Two researchers at The University of Texas MD Anderson Cancer Center recently published in the journal Science a review on the topic of cancer immunotherapy and the underlying immune responses to tumors. The study is entitled “The future of immune checkpoint therapy.”
Cancer immunotherapy is characterized by the use of the body’s own immune system to help fight cancer. One immunotherapy strategy is based on immune checkpoint blockade, where regulatory pathways in T cells (a type of white blood cell that plays a central role in immunity) are targeted in order to enhance anti-cancer immune responses. This therapeutic strategy has been proven effective in a significant number of cancer patients, with durable clinical responses and long-term survival, and is considered an important weapon against cancer. In order to further explore its therapeutic potential though, it is necessary to better understand patients’ immune responses within the tumor microenvironment.

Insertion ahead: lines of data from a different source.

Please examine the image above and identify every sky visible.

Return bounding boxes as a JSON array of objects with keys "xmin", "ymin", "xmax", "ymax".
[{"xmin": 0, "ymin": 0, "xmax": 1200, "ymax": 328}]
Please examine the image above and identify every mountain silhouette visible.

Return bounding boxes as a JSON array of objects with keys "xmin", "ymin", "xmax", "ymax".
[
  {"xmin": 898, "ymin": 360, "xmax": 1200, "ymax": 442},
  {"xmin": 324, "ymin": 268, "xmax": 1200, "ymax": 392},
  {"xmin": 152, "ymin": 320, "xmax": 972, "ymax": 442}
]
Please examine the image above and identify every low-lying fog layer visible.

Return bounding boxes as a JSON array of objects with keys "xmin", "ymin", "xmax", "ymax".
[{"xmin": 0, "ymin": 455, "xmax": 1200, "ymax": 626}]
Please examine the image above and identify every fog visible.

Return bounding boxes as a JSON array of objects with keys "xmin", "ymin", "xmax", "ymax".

“Identifying in advance who will benefit from treatment and developing combination therapies to improve and expand on current results will require us to decipher the dynamics of human immune response to tumors and their surrounding microenvironment,” said the study’s lead author Dr. Padmanee Sharma in a news release.
“We know the constantly evolving nature of immune responses makes it highly unlikely that a single biomarker could predict a patient’s response to one of these drugs,” noted the review’s senior author Dr. James Allison, referring to immune checkpoint inhibitor drugs. Biomarker panels should be developed instead and adapted according to alterations they may exhibit in different tumor tissues in order to improve treatment outcome.

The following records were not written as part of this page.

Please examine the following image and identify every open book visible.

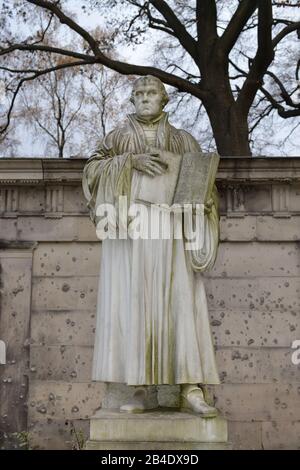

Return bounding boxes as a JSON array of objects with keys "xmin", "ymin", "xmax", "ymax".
[{"xmin": 131, "ymin": 152, "xmax": 220, "ymax": 206}]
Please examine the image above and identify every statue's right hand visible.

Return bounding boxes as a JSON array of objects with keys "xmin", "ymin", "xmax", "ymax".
[{"xmin": 132, "ymin": 152, "xmax": 168, "ymax": 176}]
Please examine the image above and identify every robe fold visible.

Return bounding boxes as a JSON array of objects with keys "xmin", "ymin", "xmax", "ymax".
[{"xmin": 83, "ymin": 113, "xmax": 219, "ymax": 385}]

Immune checkpoint blockade therapies do not directly target the tumor, instead they stimulate the immune system to identify and kill cells with recognized tumor antigens. Ipilimumab (Yervoy) in particular is considered a first checkpoint inhibitor by blocking a molecule on T cells named CTLA-4, which once activated down-regulates the immune system.
T cells have another checkpoint called PD-1, which also down-regulates the immune system by preventing the activation of T-cells. PD-1 can be activated by a molecule named PD-L1, which can be found in tumor cells and other cells of the tumor microenvironment. Two antibodies have been developed to block PD-1 activation in advanced melanoma — nivolumab (Opdivo) and pembrolizumab (Keytruda). Both antibody drugs are currently in clinical trial studies for treatment against a variety of cancers.
It has been suggested that PD-L1 expression in a patient’s tumor could be used as a predictive biomarker for treatment that directly targets PD-L1 or PD-1. A clinical trial with melanoma patients showed that 37% of the patients whose tumors expressed PD-L1 had a positive response to nivolumab treatment, while patients who did not express PD-L1 were non-responsive. On the other hand, other clinical trials showed that 43 to 46% of patients expressing PD-L1 had higher response rates to nivolumab, while patients who did not express PD-L1 also exhibited significant responses to treatment (11 to 17%), indicating that PD-L1 expression is not a proper biomarker.
“On the basis of data reported so far, it seems fair to conclude that PD-L1 expression in tumor tissues shouldn’t be used as a predictive biomarker for selection or exclusion of patients for treatment with anti-PD-1 or anti-PD-L1 antibodies,” noted the study authors. The researchers suggest that a careful monitoring of multiple biomarkers in tumors and tumor microenvironment is required before, during and after treatment.
Genetic analysis for mutations in tumors might also be an important approach, as it was previously shown that melanoma tumors treated with ipilimumab that have a higher mutational load (higher number of mutations) are more susceptible to checkpoint blockade and correlate with better clinical responses to the drug.
The ability of the immune system to trigger specific T cell attacks to cancer cells, to adapt the attack according to alterations in cancer cells, and memorize all the target antigens offers multiple components with potential therapeutic activity. The specificity, adaptability and memory attributes of the immune system “make it essential to expand our efforts to find rational combinations to unleash antitumor immune responses that will benefit cancer patients. Properly done, it seems likely that cures for many types of cancer will soon become a reality,” the authors concluded.